Projeto exige assinatura presencial em consignado para maior de 60 anos
PL 2995/26 proíbe contratação só por robô de atendimento e cobra biometria ou assinatura em agência; texto está na Comissão de Defesa do Consumidor
Um projeto em tramitação na Câmara dos Deputados proíbe que pessoas com 60 anos ou mais contratem empréstimo consignado exclusivamente por robôs de atendimento e passa a exigir assinatura física presencial ou validação biométrica para fechar o contrato. O texto é o PL 2995/26, do deputado José Medeiros (PL-MT), apresentado em 10 de junho e distribuído às comissões em agosto.
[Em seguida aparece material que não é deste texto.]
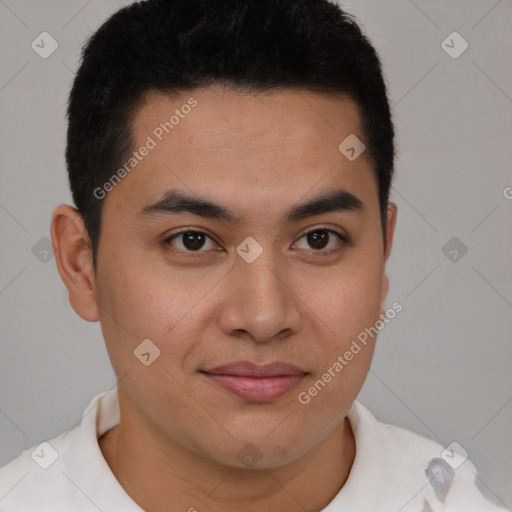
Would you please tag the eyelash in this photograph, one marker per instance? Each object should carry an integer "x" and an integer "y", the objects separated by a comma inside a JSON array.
[{"x": 345, "y": 241}]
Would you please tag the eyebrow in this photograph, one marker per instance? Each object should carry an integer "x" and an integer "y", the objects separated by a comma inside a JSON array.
[{"x": 176, "y": 202}]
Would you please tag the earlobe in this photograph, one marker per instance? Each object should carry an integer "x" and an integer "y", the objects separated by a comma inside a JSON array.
[
  {"x": 74, "y": 260},
  {"x": 390, "y": 230}
]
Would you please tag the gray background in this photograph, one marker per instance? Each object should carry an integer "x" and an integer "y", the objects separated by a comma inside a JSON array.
[{"x": 442, "y": 366}]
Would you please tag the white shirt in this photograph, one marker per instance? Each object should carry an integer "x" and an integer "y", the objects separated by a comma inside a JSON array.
[{"x": 390, "y": 471}]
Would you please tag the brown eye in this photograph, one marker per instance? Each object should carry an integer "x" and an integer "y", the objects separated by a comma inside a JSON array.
[
  {"x": 189, "y": 241},
  {"x": 320, "y": 238}
]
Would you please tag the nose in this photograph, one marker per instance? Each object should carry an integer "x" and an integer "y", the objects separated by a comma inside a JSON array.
[{"x": 260, "y": 303}]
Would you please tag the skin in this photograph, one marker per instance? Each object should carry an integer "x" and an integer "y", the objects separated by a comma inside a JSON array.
[{"x": 179, "y": 436}]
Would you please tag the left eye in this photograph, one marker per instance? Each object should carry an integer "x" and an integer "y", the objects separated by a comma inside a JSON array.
[
  {"x": 194, "y": 241},
  {"x": 319, "y": 238}
]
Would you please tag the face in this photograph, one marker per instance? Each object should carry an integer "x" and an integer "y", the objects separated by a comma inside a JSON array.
[{"x": 273, "y": 280}]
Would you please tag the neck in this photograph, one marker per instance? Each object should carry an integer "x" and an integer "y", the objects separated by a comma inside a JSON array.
[{"x": 192, "y": 482}]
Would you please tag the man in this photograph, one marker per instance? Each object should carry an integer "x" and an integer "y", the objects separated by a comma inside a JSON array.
[{"x": 230, "y": 164}]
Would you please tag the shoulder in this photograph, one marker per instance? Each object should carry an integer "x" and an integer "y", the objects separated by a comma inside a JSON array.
[
  {"x": 434, "y": 477},
  {"x": 27, "y": 482}
]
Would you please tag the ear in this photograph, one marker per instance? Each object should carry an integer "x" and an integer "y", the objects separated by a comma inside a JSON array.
[
  {"x": 73, "y": 255},
  {"x": 390, "y": 230}
]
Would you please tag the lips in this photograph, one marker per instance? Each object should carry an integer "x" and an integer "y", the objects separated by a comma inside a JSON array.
[{"x": 256, "y": 383}]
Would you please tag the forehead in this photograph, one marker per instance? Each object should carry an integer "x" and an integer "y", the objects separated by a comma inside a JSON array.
[{"x": 239, "y": 148}]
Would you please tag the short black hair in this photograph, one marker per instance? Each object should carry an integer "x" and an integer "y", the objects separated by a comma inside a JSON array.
[{"x": 173, "y": 46}]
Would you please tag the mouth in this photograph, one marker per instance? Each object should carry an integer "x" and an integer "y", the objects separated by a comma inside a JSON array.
[{"x": 256, "y": 383}]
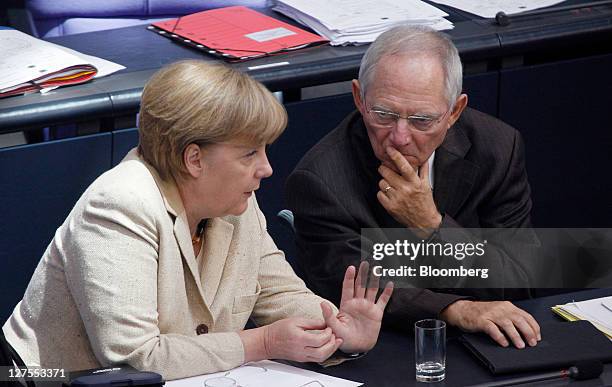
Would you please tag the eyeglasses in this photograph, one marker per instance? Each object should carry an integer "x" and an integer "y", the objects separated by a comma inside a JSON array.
[{"x": 420, "y": 122}]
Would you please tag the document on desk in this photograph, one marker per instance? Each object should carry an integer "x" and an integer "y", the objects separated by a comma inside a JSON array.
[
  {"x": 489, "y": 8},
  {"x": 268, "y": 374},
  {"x": 598, "y": 311},
  {"x": 28, "y": 64},
  {"x": 346, "y": 22}
]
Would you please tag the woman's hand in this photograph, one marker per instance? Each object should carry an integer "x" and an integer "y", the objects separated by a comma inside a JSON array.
[
  {"x": 360, "y": 316},
  {"x": 300, "y": 339}
]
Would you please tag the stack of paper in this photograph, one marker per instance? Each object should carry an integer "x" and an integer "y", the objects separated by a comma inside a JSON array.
[
  {"x": 28, "y": 65},
  {"x": 598, "y": 311},
  {"x": 346, "y": 22},
  {"x": 489, "y": 8}
]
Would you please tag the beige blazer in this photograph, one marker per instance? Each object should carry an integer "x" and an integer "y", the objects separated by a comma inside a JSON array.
[{"x": 119, "y": 282}]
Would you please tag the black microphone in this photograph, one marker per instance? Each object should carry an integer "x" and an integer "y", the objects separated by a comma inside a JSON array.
[{"x": 581, "y": 371}]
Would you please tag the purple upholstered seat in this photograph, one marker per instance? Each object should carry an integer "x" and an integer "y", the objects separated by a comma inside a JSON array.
[{"x": 66, "y": 17}]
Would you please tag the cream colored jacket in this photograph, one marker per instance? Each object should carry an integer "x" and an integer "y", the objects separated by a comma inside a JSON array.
[{"x": 119, "y": 282}]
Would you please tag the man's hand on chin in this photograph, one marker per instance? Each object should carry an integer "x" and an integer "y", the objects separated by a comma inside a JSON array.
[
  {"x": 498, "y": 319},
  {"x": 407, "y": 196}
]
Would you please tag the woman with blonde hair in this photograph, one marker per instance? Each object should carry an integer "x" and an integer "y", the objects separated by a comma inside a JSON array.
[{"x": 165, "y": 257}]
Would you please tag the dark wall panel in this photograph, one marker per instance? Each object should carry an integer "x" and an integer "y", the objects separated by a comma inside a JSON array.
[
  {"x": 563, "y": 111},
  {"x": 309, "y": 121},
  {"x": 482, "y": 92},
  {"x": 39, "y": 186},
  {"x": 123, "y": 141}
]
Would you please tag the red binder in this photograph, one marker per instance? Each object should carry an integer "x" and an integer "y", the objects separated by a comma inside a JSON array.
[{"x": 236, "y": 33}]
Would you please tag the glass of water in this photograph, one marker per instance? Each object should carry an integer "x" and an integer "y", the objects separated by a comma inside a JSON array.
[{"x": 430, "y": 350}]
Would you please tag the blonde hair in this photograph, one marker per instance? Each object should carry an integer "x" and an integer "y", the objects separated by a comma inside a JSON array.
[{"x": 199, "y": 102}]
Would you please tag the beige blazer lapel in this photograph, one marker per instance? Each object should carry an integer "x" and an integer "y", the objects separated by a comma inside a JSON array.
[{"x": 217, "y": 239}]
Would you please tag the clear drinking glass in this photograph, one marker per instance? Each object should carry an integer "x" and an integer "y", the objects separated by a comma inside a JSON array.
[{"x": 430, "y": 350}]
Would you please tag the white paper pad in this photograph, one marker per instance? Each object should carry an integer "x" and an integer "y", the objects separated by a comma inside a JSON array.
[
  {"x": 24, "y": 58},
  {"x": 268, "y": 374},
  {"x": 360, "y": 21},
  {"x": 489, "y": 8}
]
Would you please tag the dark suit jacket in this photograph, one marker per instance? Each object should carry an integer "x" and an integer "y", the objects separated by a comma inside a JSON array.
[{"x": 479, "y": 181}]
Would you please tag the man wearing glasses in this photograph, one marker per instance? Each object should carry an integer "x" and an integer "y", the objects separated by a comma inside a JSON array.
[{"x": 414, "y": 156}]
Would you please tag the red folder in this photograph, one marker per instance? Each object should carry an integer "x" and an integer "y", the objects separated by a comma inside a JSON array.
[{"x": 236, "y": 33}]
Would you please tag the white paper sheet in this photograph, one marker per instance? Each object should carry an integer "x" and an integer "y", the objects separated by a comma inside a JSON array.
[
  {"x": 24, "y": 58},
  {"x": 268, "y": 374},
  {"x": 360, "y": 21},
  {"x": 489, "y": 8}
]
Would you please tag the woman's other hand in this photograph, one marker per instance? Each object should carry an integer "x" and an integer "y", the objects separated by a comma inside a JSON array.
[
  {"x": 299, "y": 339},
  {"x": 358, "y": 322}
]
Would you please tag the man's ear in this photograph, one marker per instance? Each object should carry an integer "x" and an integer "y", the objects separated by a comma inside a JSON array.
[
  {"x": 192, "y": 158},
  {"x": 357, "y": 96},
  {"x": 459, "y": 107}
]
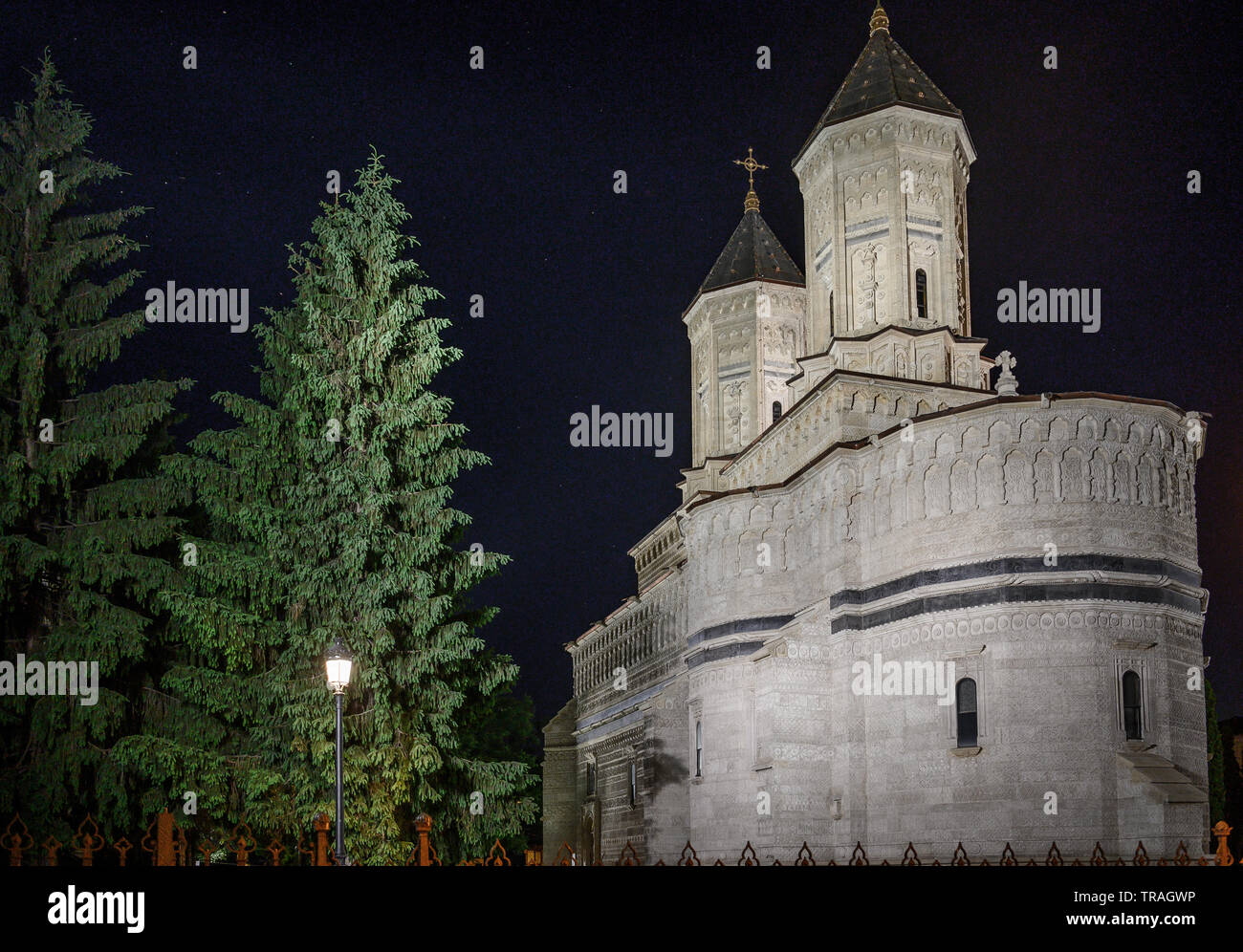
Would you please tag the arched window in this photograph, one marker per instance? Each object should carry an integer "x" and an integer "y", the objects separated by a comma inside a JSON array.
[
  {"x": 965, "y": 707},
  {"x": 1131, "y": 719},
  {"x": 699, "y": 748}
]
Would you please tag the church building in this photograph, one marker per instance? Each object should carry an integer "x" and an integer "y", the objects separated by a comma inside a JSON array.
[{"x": 900, "y": 600}]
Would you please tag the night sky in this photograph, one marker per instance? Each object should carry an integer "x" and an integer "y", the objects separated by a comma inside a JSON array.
[{"x": 509, "y": 175}]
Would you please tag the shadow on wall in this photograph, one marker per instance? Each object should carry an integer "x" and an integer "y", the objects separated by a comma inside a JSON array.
[{"x": 666, "y": 769}]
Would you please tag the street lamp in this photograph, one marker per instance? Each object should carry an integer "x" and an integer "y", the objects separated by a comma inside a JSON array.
[{"x": 338, "y": 663}]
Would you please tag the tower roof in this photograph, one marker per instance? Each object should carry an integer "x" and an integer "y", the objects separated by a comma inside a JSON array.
[
  {"x": 883, "y": 75},
  {"x": 752, "y": 253}
]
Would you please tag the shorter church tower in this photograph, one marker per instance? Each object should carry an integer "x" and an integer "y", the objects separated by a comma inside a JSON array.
[{"x": 746, "y": 328}]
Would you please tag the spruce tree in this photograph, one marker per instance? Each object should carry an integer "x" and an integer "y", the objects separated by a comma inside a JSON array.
[
  {"x": 82, "y": 514},
  {"x": 328, "y": 517}
]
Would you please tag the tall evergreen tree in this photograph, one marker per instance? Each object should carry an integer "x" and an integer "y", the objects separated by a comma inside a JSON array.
[
  {"x": 328, "y": 517},
  {"x": 82, "y": 514},
  {"x": 1216, "y": 758}
]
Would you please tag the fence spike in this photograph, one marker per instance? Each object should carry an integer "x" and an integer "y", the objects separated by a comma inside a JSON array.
[
  {"x": 497, "y": 856},
  {"x": 1221, "y": 831},
  {"x": 86, "y": 843},
  {"x": 17, "y": 841}
]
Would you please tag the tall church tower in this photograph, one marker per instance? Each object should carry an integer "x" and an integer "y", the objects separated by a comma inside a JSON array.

A proposta mira o ponto em que a maior parte das fraudes contra aposentados se concentra: a contratação feita a distância, por telefone ou por atendimento automatizado, sem que o titular do benefício tenha assinado nada presencialmente. Pela regra atual, o consignado pode ser fechado por canais digitais.
O que o texto exige
Segundo o projeto, a contratação por quem tem 60 anos ou mais dependerá obrigatoriamente de assinatura física presencial ou de validação biométrica realizada em agências bancárias ou em correspondentes credenciados. A ementa registrada na Câmara descreve o objetivo como a proteção do consumidor idoso nas operações de crédito consignado e nas demais modalidades de empréstimo oferecidas por instituições financeiras, vedando a contratação automatizada por sistemas de inteligência artificial.
"Dispõe sobre a proteção dos consumidores idosos nas operações de crédito consignado e demais modalidades de empréstimo realizadas por instituições financeiras, vedando a contratação automatizada por sistemas de inteligência artificial e exigindo validação presencial para pessoas com idade igual ou superior a 60 (sessenta) anos." (ementa do PL 2995/26, registrada nos dados abertos da Câmara)
O texto não traz exceções para as duas exigências. A Agência Câmara, que divulgou a proposta nesta quinta-feira (17), não informa prazo de adaptação para os bancos nem a quem caberia fiscalizar o cumprimento da regra.
Em que fase está
O projeto não foi votado. Os dados abertos da Câmara mostram esta sequência:
- 10 de junho de 2026: apresentação do PL 2995/26;
- 17 de agosto: distribuição às comissões de Defesa do Consumidor, de Defesa dos Direitos da Pessoa Idosa, de Finanças e Tributação e de Constituição e Justiça e de Cidadania;
- 19 de agosto: recebimento pela Comissão de Defesa do Consumidor;
- 26 de agosto: designação do deputado Daniel Almeida (PCdoB-BA) como relator na comissão;
- 28 de agosto: abertura do prazo para emendas.
A proposta tramita em caráter conclusivo, o que significa que pode ser aprovada pelas comissões sem passar pelo plenário, salvo se houver recurso. Para virar lei, ainda precisa da aprovação da Câmara e do Senado.
O relator não havia apresentado parecer até a publicação desta reportagem. Nem o autor nem o relator divulgaram manifestação sobre o calendário de votação.
O contexto do consignado do INSS
A discussão sobre validação presencial ganhou força depois da sucessão de mudanças nas regras do crédito consignado para aposentados e pensionistas. Em agosto, o INSS liberou a contratação sem biometria facial em determinadas situações, por meio de instrução normativa, movimento que caminha na direção oposta à do projeto agora em análise.
Para o beneficiário, a diferença prática é direta. Se o texto for aprovado como está, quem tem 60 anos ou mais precisará comparecer a uma agência ou a um correspondente credenciado, ou passar por biometria, para assinar o contrato. Enquanto isso não ocorre, as regras em vigor continuam permitindo a contratação por canais remotos.